Cholangiocarcinoma: The cancer you’ve never heard of
In her runner-up article for the 2016 Max Perutz Science Writing Award, Katie Ember, a PhD student at the MRC Centre for Regenerative Medicine, explains how she is using light to improve detection of a rare cancer.
It’s just as vital to our survival as our hearts. But the first time I watched a human liver being dissected, I realised how little I knew about this incredible organ.
Wei – the post-doc carrying out the procedure – was sitting in front of a sterile cabinet, a scalpel in one purple-gloved hand and forceps in the other. Unfortunately, I’m not a biologist by training and was about to make this painfully obvious.
“How many livers have you got there?” I asked. From what I could see, he was working on about three livers all piled together on a stainless steel tray. He looked momentarily confused. “Half,” he replied. “This is half a liver.”
I was astonished. Admittedly, this liver wasn’t surrounded by bones, muscles, fat and other organs to keep it compact, so it had expanded. Even so, I couldn’t imagine how the half-a-liver could fit inside a body along with heart, lungs, intestines, pancreas and stomach. Let alone a full liver. “Yeah, it’s actually the largest internal organ,” Wei explained. “It takes up most of the middle of your torso.”

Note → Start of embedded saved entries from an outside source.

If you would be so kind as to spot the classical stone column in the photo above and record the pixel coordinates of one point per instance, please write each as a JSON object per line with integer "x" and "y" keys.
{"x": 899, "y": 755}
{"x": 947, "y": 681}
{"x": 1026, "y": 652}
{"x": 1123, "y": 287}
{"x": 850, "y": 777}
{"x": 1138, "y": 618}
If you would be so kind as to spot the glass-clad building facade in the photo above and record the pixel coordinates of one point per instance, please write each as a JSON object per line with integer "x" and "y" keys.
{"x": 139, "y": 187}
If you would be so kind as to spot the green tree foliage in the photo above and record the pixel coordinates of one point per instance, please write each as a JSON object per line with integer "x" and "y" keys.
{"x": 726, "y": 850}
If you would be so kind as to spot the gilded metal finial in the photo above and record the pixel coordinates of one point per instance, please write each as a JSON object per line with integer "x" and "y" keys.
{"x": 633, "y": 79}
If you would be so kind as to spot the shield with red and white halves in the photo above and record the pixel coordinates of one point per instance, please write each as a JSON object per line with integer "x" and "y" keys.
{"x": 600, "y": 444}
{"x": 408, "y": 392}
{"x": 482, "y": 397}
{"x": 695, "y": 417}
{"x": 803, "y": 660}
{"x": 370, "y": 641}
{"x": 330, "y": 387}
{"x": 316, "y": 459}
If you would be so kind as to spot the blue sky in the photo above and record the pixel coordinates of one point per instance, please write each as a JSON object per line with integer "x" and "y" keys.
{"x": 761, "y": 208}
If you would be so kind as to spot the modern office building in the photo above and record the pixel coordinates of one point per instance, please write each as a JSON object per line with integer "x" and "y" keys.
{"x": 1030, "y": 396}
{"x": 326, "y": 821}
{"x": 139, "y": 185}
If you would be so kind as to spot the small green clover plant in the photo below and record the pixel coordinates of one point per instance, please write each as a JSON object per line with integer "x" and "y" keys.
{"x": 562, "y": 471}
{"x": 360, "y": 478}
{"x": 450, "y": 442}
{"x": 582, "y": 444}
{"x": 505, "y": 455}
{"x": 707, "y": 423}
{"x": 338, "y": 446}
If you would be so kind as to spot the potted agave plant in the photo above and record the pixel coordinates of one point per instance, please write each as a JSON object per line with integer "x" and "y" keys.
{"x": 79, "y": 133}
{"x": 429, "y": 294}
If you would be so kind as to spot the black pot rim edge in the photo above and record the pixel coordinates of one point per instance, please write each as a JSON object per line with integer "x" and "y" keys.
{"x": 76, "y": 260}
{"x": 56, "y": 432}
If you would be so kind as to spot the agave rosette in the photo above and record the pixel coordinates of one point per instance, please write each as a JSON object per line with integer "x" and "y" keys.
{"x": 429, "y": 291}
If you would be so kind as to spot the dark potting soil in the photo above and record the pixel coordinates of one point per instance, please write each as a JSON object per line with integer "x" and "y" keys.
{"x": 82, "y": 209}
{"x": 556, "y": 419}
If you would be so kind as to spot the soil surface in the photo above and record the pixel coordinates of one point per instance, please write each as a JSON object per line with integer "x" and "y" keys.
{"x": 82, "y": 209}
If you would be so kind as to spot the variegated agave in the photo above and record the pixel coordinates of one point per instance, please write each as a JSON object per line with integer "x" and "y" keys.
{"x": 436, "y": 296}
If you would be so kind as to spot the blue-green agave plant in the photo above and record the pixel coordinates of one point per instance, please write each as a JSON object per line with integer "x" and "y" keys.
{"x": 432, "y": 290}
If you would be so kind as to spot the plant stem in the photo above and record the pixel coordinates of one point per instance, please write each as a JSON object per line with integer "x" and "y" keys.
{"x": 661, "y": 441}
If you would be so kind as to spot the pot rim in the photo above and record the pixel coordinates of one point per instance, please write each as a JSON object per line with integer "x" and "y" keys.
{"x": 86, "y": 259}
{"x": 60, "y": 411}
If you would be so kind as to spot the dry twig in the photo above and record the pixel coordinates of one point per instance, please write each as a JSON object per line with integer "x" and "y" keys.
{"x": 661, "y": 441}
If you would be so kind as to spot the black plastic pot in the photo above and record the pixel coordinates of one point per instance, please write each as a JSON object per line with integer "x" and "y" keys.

Weighing approximately 1.5kg with a diameter of 14cm, the liver is responsible for detoxification of harmful substances in your body; including alcohol, drugs and toxic by-products of normal biological processes. It assists blood clotting, synthesises hormones and stores energy. It’s a fascinating, complex organ and we can’t live without it, but what I’m interested in is something inside the liver that can put the rest of it at risk.
Wei indicated a tiny pale vessel, running like a string through the surrounding rustcoloured tissue. “Here’s a branch of the bile duct.” This small tubule is the focus of my research. The bile duct carries bile from the gall bladder, where it’s stored, through the liver to the small intestine. Here, bile is critical for the digestion of fats.
All the thread-like branches of the bile duct connect to a main ‘trunk’ in the liver, the common bile duct, which is about 1.5cm wide. But compared to the size of the liver, it is minuscule and this is the challenge I’m facing. This seemingly innocuous vessel is the source of a rare but incredibly lethal form of cancer – cholangiocarcinoma.
In general, cancer survival rates are improving dramatically: now half of those diagnosed with cancer survive at least ten years after diagnosis. However, if you’re diagnosed with cholangiocarcinoma, your chance of still being alive in five years is 5 per cent. That’s one of the worst prognoses for any cancer out there and it hasn’t changed in decades.
One of the main problems is that conventional medical imaging techniques such as magnetic resonance imaging (MRI), X-ray and positron emission tomography (PET) scanning all rely on detecting rays of light or radiation passing through the patient – whether these are radio waves, X-rays or gamma radiation.
These methods are brilliant for imaging large organs or diseases that cause significant internal changes, such as coronary heart disease. But light is absorbed by tissue: if there is a lot of tissue between the source and the detector, the resolution of the images produced is much lower. As the bile duct is embedded in our enormous liver which is in turn surrounded by more tissue, tumours arising from this area are only detected when they’re about 2cm in diameter. And by then, it’s almost always too late.
Although considered a ‘rare cancer’ thousands die annually from cholangiocarcinoma and research is hampered by a lack of awareness and funding. We need early diagnosis. Bile duct biopsies are possible, but they’re painful for the patient and there’s the danger that samples could be taken from the unaffected area alone.
The aim of my research is to develop a way of detecting cholangiocarcinoma as early, accurately and non-invasively as possible, and to do this I’m also using light. But unlike standard scanning methods, I’m going to be detecting as much light as possible by both shining it and collecting it inside the bile duct via endoscopy.
Endoscopes are formed of bundles of optical fibres – glass cables that can transmit light with incredible accuracy. These are identical to the cables used to channel internet data at high speeds, except I’ll be using them to shine light into the bile duct and then collect light scattered back by the same bundle. Light scattered by cells tells us about their chemistry, because different molecules absorb and scatter light to different extents.
Cancer cells are chemically very distinct from healthy cells: they direct their chemical reactions into growing and dividing rapidly, rather than carrying out normal cellular functions. My hope is that we can sense these molecular changes using endoscopy.
Maybe then we will be able to diagnose this most lethal of cancers in time to do something about it.